If the Hoosiers do opt for a smaller lineup, Durham has the size and length to guard some wings in the Big Ten, but could Lander and Phinisee starting together work from a defensive perspective? Even if it did create issues at times, having two primary ball handlers on the court together who can create for themselves and others is intriguing. Phinisee is probably a better shooter than he’s shown through his first two seasons and Lander has proven himself as a point guard who can strike a balance between scorer and facilitator.
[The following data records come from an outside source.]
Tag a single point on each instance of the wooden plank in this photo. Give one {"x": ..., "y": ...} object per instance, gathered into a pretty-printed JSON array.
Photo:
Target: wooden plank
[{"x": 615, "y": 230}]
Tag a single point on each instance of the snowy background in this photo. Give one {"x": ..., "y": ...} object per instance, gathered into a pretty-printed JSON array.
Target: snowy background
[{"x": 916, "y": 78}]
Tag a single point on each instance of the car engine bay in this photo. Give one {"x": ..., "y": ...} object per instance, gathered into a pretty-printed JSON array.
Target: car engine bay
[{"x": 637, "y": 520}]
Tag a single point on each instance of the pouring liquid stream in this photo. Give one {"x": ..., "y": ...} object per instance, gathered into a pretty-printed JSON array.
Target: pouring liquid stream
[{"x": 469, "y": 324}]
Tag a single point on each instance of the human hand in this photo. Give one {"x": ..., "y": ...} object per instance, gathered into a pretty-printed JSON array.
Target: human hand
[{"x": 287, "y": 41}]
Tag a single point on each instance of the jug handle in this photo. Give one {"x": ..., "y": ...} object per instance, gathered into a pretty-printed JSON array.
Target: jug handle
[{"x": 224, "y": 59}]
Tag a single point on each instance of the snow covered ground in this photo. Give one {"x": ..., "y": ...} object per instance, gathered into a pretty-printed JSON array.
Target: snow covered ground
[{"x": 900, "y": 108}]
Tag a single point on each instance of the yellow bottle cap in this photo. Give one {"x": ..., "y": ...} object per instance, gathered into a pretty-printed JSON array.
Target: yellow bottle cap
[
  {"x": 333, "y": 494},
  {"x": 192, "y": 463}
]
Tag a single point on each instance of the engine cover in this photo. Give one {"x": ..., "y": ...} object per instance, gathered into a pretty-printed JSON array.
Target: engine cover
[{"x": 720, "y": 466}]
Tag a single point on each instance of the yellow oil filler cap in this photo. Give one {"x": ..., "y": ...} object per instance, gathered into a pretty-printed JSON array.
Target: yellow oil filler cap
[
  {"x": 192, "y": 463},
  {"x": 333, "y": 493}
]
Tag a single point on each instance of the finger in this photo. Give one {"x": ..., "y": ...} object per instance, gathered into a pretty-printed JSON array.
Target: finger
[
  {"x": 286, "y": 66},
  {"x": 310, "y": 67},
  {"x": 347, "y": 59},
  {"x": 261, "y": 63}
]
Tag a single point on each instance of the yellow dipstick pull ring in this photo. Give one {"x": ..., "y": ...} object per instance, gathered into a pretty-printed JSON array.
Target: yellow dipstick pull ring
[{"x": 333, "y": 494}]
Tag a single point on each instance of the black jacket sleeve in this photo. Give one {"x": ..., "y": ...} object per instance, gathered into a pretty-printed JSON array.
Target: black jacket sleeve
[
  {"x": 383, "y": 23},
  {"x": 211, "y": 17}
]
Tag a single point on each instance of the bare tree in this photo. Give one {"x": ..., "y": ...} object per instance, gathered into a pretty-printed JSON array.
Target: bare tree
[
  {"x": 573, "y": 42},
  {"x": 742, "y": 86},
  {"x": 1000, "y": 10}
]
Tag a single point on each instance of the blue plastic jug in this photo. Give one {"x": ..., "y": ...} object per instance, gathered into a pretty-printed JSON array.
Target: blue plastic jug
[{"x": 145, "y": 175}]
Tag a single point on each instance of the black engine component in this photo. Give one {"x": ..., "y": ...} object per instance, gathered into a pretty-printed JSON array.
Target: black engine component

Regardless of how the lineups and rotations shake out, Durham, Phinisee and Lander will definitely be among Indiana’s top seven players.The rest of the backcourt group’s spot in the rotation hierarchy is far less certain.
Due to his experience, Franklin should have a leg up on Galloway and Leal entering the season. Franklin proved to be a capable defender as a freshman, but there were clear deficiencies in his offensive game that he’ll need to improve upon to hold his position. Franklin was a below average shooter – 61.5 percent on free throws, 45.8 percent on 2s and 26.6 percent on 3s – and had a higher turnover rate (21.9 percent) than assist rate (17.1 percent).
Galloway looks the part of a player who is ready to play as a freshman. He’s a gritty defender and is aggressive driving to the rim with the intent to draw contact or finish plays. And Leal, Indiana’s Mr. Basketball, has been billed as a shooter with size. If he can make 3-pointers at an above average clip, there will be incentive for Miller to assign him minutes for that reason alone.
The separator in most of these decisions will likely be defense and an ability to make perimeter shots. We’ve learned much about Miller’s demands as a coach over his first three seasons and the most paramount of those demands is defense. Phinisee and Durham are proven in that regard and Lander’s talent suggests he will earn minutes from day one even if he needs time to grow defensively.
The other three backcourt pieces – Franklin, Galloway and Leal – all have something different to bring to the table, but will ultimately have their roles sorted out by their capabilities to dig in defensively and knock down timely perimeter shots. Given the depth, it’s likely that minutes could ebb and flow for all three players this season. Miller will now have the option to ride the hot hand rather than being forced into less than ideal lineups and rotations in his first three seasons.